Gregoriou also touched on how washing at 40 oC mimics the environment inside footwear. Therefore, it is recommended that patients should launder their socks at a minimum of 60 oC or soak them in quaternary ammonia for at least 24 hours.
RECOMMENDATIONS FOR SPECIALIST REFERRAL
The outcome of the ENS survey1 provided recommendations that non-experts should consider specialist referral if the initial presentation is with severe DLSO; if there is concurrent nail or skin psoriasis or a history of additional nail disease; if the nail matrix is involved; if multiple nails are affected; if the patient is immunosuppressed, has uncontrolled diabetes, peripheral vascular disease, or polypharmacy; if there is progression of infection despite oral antifungal treatment; if either or both topical and oral treatments are not sufficient; and if there is the presence of dermatophytoma.
CONCLUSION AND CLOSING
The session rounded-off with an interesting question and answer segment. One of the questions posed to Gregoriou centred around his preference in using pulsed versus continuous oral treatment protocols for onychomycosis.
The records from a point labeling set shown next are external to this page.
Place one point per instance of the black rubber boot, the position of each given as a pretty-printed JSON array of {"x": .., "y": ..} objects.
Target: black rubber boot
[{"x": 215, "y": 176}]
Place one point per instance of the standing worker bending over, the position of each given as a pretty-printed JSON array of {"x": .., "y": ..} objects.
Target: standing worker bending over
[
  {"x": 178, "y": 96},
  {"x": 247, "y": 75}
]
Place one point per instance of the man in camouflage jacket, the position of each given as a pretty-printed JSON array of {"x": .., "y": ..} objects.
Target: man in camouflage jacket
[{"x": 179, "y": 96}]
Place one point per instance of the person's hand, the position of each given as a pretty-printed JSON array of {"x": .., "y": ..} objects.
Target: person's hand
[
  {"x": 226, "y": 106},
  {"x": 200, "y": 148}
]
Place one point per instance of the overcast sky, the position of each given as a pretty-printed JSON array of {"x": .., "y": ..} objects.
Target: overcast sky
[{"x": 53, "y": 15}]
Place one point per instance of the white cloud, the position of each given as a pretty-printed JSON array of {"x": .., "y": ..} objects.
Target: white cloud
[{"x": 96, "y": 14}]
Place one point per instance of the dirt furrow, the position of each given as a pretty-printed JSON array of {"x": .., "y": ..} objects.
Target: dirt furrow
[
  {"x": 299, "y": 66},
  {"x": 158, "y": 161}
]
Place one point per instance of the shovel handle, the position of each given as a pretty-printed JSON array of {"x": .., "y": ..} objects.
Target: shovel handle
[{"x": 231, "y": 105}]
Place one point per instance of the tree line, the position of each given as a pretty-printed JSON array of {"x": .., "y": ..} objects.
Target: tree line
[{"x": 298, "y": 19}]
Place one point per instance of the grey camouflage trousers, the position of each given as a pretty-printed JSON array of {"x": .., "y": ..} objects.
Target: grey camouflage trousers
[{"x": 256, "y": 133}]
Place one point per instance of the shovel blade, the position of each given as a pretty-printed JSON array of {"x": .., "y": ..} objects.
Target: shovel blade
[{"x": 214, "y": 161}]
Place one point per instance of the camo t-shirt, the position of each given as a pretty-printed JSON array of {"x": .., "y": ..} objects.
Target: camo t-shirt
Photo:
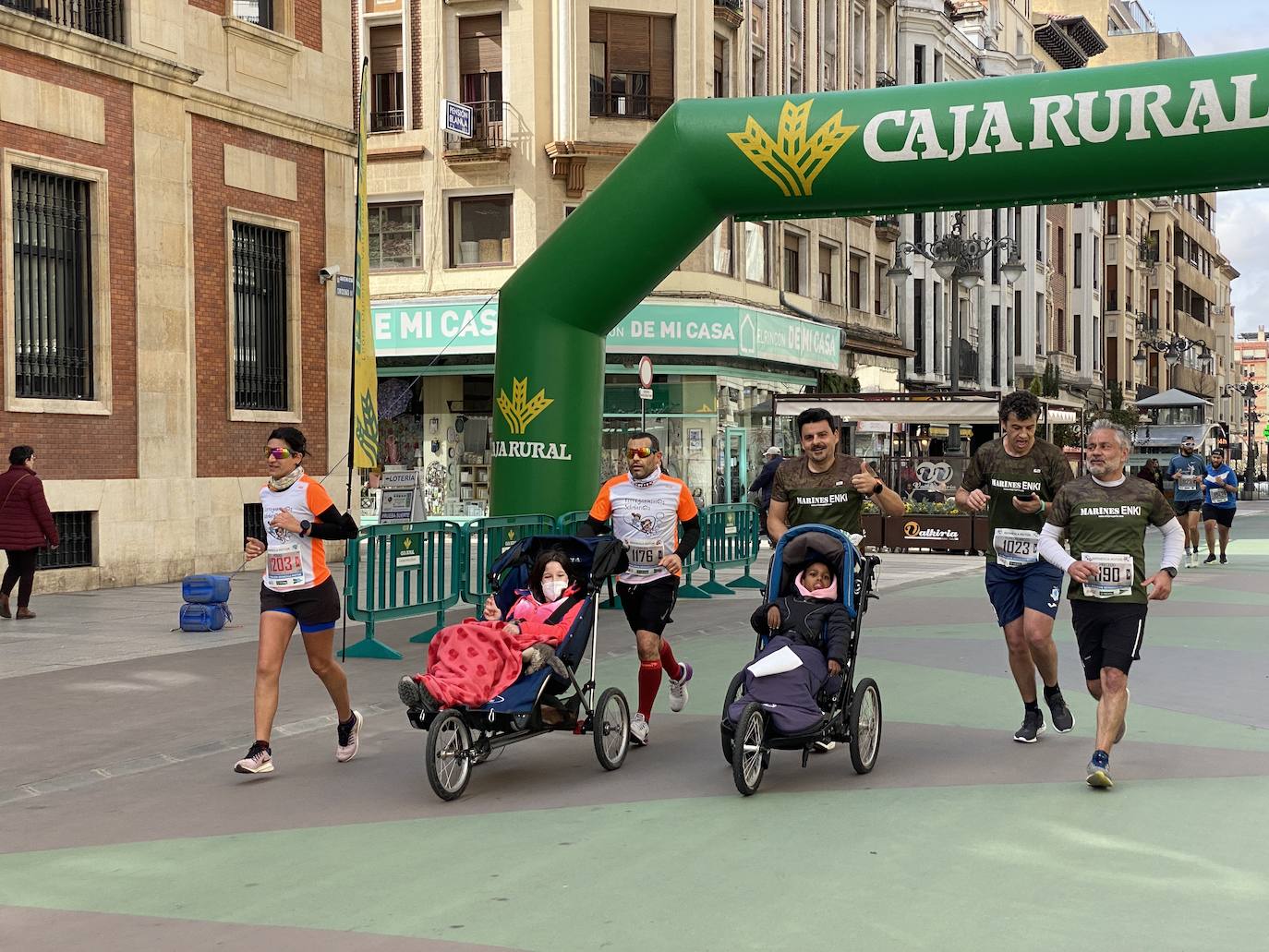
[
  {"x": 825, "y": 498},
  {"x": 1005, "y": 477},
  {"x": 1106, "y": 525}
]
Gregoriou explained that his preference was to use a continuous protocol as in “most cases” this yields a better result; however, he did highlight that a pulsed protocol can be used if there are concerns regarding patient comorbidities or abnormal biochemical profiles. Taking this further, Gregoriou commented that if there are concerns about the safety profile, debridement and topical treatment can be used as an alternative.
The key updates from this insightful presentation provide clinicians without specialist knowledge in nail disease with a useful framework for diagnosis, treatment, prophylaxis, and guidance on when to refer to an expert in nail disorders.